By the end of “Fishes,” the two funny moments feel less like jokes and more like survival supplies. You remember them because they are rare. In a lighter episode, Pete’s fish might be one gag among many. Here, it is a flare in the dark. The Faks’ pitch might be a throwaway bit elsewhere. Here, it is a small vacation from dread, and frankly, the tourism board should send a thank-you basket.
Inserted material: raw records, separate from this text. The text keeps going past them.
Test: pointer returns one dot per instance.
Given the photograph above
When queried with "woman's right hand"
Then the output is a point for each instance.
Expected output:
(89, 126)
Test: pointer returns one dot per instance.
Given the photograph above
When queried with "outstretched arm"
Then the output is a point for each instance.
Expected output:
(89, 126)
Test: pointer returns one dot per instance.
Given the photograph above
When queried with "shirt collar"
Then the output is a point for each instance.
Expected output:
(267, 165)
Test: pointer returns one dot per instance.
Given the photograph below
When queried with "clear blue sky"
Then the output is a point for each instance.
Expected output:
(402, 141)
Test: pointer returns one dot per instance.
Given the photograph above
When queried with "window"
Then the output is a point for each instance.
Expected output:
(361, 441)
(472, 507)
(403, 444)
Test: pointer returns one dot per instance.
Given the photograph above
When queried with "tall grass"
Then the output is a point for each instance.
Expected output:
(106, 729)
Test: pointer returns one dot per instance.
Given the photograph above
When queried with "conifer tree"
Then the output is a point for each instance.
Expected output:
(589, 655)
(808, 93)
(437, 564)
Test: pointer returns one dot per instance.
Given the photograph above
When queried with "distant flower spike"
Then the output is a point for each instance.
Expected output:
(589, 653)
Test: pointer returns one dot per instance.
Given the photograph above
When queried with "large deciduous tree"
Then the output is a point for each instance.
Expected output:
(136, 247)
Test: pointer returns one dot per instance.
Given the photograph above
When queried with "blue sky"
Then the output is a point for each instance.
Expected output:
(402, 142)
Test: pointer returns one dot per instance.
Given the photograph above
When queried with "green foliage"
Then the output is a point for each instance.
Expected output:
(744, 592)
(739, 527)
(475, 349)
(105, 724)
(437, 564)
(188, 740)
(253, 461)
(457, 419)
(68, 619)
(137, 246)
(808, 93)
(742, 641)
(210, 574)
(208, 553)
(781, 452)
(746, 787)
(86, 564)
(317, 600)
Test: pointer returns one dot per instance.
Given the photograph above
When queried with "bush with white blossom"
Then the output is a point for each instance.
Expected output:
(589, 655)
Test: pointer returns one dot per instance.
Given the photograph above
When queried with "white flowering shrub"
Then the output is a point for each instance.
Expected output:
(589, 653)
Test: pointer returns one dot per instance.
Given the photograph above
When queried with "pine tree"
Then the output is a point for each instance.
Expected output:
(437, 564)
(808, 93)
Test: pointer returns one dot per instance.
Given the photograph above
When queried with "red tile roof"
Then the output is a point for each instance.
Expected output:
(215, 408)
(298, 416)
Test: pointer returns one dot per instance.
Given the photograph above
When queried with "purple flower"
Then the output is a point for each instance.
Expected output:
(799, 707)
The experience also changes how viewers think about comedy itself. Not all comedy is built to make us laugh every thirty seconds. Some comedy exists because the truth is too uncomfortable without it. “Fishes” is not funny in the traditional awards-category sense, but it understands the human instinct to laugh when life becomes too much. That may not settle the Emmy debate, but it explains why the debate remains interesting. The episode gives us two obvious laughs, dozens of nervous half-laughs, and one very strong urge to avoid Christmas dinner forever.
Conclusion
“Fishes” is one of The Bear’s most unforgettable episodes, not because it showers viewers with jokes, but because it turns family dysfunction into a full-contact sport and still finds two perfectly timed moments of comic relief. Pete bringing fish to the Feast of the Seven Fishes is funny because it is innocent, logical, and doomed. John Mulaney’s Stevie listening to the Faks is funny because it lets absurdity breathe in a room otherwise packed with emotional smoke.
Whether The Bear belongs in comedy categories will remain one of television’s favorite arguments, right next to “Who was the best TV boss?” and “Why do fictional chefs never sleep?” But the conversation around “Fishes” proves something important: great writing does not always fit neatly into awards labels. Sometimes comedy is not the whole meal. Sometimes it is the tiny bite that keeps the meal from destroying you.